Maybe it helped that Brendon had this incredibly calming air about him. Well - in reality it was a little mixed; he was so disarming that Ryan felt pressured to be his best self, but at the same time he seemed so at ease it was hard not to match his energy. God, Ryan was liking him more and more so quickly. Hell yeah, might help us out a little. Ryan grinned, finishing off his glass while they awaited the server.

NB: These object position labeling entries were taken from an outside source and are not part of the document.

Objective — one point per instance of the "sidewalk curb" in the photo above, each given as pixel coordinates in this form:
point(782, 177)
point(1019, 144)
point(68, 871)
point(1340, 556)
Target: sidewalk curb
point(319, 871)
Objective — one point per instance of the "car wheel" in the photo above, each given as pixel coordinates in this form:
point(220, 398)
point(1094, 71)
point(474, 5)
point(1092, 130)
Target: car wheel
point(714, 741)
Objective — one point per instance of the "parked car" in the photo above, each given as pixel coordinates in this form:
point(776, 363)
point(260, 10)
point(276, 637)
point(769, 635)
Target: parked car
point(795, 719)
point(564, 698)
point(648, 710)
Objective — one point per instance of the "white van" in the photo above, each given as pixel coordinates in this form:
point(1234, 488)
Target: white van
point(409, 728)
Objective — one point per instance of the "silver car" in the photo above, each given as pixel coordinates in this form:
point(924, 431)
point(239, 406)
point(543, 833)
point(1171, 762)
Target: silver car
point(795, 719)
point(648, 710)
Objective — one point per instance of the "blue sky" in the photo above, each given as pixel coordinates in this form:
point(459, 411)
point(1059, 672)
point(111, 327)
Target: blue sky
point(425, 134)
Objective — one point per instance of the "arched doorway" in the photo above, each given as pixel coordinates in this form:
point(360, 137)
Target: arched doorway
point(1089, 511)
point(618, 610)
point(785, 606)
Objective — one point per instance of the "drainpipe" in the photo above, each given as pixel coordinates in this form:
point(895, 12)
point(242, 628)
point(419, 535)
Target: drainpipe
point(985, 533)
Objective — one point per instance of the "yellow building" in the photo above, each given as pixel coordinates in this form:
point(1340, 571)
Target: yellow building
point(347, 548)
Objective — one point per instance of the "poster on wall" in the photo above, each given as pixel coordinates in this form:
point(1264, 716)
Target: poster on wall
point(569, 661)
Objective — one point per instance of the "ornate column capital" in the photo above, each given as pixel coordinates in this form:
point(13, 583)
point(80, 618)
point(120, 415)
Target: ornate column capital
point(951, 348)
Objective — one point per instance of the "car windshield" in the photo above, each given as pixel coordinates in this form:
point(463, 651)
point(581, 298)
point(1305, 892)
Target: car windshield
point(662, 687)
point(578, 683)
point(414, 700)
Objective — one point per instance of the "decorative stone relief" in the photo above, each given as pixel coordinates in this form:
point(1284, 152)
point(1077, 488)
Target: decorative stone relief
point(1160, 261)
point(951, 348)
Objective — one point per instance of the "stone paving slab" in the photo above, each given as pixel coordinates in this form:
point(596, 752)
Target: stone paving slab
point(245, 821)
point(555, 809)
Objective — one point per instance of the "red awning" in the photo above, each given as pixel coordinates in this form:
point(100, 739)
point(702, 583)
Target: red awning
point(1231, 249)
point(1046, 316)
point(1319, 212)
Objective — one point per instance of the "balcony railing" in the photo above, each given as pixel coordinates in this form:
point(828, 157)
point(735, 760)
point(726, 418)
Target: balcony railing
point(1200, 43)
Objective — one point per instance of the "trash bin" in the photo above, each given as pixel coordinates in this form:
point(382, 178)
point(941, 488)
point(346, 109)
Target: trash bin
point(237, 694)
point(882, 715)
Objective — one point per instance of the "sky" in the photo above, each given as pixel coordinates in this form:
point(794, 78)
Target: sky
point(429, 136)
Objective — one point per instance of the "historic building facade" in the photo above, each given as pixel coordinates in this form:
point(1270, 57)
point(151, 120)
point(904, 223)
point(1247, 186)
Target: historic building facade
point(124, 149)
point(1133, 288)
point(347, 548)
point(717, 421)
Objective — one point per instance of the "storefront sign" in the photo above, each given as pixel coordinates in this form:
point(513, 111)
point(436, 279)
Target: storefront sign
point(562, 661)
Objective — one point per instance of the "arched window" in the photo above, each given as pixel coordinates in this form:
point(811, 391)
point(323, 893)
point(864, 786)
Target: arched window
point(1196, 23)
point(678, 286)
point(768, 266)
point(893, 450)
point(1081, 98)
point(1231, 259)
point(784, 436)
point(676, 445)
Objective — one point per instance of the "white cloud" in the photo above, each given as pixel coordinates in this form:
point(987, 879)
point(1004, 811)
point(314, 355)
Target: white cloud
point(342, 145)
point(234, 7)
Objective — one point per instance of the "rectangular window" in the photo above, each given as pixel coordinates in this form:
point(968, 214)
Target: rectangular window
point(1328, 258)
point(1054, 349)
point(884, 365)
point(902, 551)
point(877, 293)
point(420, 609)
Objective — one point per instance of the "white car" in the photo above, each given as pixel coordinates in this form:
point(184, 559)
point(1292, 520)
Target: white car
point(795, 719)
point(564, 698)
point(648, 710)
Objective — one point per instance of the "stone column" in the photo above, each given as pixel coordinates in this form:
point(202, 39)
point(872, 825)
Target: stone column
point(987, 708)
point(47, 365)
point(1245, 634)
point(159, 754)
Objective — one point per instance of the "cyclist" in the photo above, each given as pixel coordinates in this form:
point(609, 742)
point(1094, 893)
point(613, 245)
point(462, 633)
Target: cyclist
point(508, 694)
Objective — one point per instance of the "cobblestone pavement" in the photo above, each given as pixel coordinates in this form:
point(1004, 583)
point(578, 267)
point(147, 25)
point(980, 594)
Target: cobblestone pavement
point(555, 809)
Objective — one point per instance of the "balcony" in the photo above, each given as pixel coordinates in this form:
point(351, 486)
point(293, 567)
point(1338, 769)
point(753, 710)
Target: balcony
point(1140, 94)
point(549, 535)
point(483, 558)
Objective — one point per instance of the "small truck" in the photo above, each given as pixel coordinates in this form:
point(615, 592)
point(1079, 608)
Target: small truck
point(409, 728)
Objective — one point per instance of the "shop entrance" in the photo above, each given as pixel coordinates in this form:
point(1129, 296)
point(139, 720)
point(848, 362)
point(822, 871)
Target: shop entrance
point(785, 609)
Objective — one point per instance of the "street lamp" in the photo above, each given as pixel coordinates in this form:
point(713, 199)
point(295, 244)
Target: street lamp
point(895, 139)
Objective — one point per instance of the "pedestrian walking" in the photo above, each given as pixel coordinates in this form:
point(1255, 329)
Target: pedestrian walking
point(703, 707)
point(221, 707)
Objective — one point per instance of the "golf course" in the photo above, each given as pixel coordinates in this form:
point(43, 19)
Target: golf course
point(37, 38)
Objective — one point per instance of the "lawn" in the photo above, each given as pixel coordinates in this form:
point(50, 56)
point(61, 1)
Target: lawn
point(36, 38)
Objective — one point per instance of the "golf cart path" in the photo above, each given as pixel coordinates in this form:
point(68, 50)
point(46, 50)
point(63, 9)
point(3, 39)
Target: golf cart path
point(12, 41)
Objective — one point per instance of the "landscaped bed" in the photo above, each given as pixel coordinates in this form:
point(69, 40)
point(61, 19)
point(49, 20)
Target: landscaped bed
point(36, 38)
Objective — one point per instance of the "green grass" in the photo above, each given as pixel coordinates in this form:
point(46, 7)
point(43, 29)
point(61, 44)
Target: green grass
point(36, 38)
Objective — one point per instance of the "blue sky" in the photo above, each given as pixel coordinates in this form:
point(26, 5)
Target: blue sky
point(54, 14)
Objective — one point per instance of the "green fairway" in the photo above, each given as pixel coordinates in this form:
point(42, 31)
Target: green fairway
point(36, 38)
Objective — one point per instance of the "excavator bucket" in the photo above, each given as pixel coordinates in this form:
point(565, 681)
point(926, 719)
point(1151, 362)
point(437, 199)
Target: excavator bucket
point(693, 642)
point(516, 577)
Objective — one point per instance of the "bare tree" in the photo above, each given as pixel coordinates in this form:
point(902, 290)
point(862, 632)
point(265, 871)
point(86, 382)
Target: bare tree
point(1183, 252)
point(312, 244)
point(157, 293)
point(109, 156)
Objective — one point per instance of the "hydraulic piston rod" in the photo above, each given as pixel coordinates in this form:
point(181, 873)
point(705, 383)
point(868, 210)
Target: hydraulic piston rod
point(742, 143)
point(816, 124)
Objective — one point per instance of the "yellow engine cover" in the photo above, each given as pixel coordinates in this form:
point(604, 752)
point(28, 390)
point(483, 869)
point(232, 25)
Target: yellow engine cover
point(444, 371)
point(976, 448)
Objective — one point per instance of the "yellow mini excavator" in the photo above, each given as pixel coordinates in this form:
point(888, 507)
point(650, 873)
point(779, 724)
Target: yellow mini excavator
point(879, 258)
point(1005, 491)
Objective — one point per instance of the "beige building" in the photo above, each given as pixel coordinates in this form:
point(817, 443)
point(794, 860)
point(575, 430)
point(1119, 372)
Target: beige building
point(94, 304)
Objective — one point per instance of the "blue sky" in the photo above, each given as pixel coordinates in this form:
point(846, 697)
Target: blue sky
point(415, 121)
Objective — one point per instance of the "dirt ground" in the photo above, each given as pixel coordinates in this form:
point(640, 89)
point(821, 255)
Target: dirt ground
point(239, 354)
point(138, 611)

For a moment, reminiscing on the interview, Ryan let slip his shock about everything happening, totally forgetting he was supposed to be remarkably sure. He pursed his lips immediately, quieting for a beat. You should be proud of yourself. I mean, I’m sure you are. ”Yeah,” Ryan said slowly, watching the way Brendon’s eyes lit up as he smiled, the way his whole face changed. Shit, he was stunning. Ryan barely even knew what he’d agreed with, totally on autopilot by now.

I always do that much. Ryan made a mental note to look up more of Brendon’s work... like some fanboy watching all the movies of his favorite actor. He was so ridiculous. I don’t just turn up and think up questions on the spot, y’know. Although- if turning up to interviews and getting dates with handsome men like yourself was a daily thing, I think I’d be a happier man. Probably moving too quickly, Ryan automatically went for his wine glass, knocking some back to avoid looking sheepish in front of Brendon. Again. ”I- that’s. You’re sweet.” He exhaled on a smile, setting down the glass and curling his fingers round the stem protectively. ”I’m surprised it doesn’t happen all the time, I mean, you’re...” He was speechless for a moment, gesturing lamely at Brendon after deciding there was no good descriptor for how hot he was. ”How long have you been a journalist? How’d you get into it?”